Some other examples of compiled languages include C, C++ and Fortran. I've chosen rust mostly because of its great build system. It's much easier to set up than other compilers, which would be a multi-hour session in its own right. The syntax is not massively dissimilar from python and there are good third party packages available. I expect that more research software projects will use it in the future.

Languages like R, python and Julia are interpreted languages. Roughly what this means is that every time you run the code, it is first translated into machine code which is what the computer actually runs, and then run. You can think of the translation and run happening for each time you get to a new line. (NB: We've also looked at packages like numba which could compile a single function in python).

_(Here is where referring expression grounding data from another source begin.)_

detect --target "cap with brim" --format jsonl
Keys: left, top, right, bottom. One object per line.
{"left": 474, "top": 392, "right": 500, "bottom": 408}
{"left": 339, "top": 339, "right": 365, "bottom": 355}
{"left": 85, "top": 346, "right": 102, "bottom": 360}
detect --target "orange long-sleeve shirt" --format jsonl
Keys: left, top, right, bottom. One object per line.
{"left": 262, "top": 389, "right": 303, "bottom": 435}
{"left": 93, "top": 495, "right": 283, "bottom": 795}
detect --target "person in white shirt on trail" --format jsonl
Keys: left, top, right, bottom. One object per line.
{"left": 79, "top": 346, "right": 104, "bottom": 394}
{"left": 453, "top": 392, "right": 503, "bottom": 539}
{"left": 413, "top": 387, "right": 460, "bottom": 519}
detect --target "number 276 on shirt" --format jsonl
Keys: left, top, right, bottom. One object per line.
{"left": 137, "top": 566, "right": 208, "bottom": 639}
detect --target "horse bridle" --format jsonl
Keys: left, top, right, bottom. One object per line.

In a compiled language, these two steps are split up. Before running the program, you run a compiler on all of your code (known as compile-time), which converts it into machine code and creates an executable. Each time you run the code (known as run-time), you then directly run the executable without having to compile the code. Clearly this can be more efficient, but why else might you want to use a compiled language:

• Speed. As well as skipping the interpreting step, the compiler being able to see all the code at once can automatically optimise your code. Knowing the types of all the variables also avoids other expensive checks. For CPU intensive tasks, it's not unreasonable to expect 10x or more faster code by default.
• Control of memory. Compiled languages allow you to pass objects by copying them, moving them, or by passing a reference. This more direct interface to shared memory gives much more control of data, which can be crucial when working with large arrays.
• Easier/better parallelisation. Similar to memory, the extra control typically allows multiprocessing to be a lot more efficient, and it is often easier to implement.
• Type checking. As we will see, all variables must have a type, for example integer, string, or float. Beyond just speed, ensuring these are compatible can catch errors at compile-time.
• Shipping a binary. It is possible to include everything you need to run your code in a single file. No need for conda, and updated libraries with different APIs won't break your code.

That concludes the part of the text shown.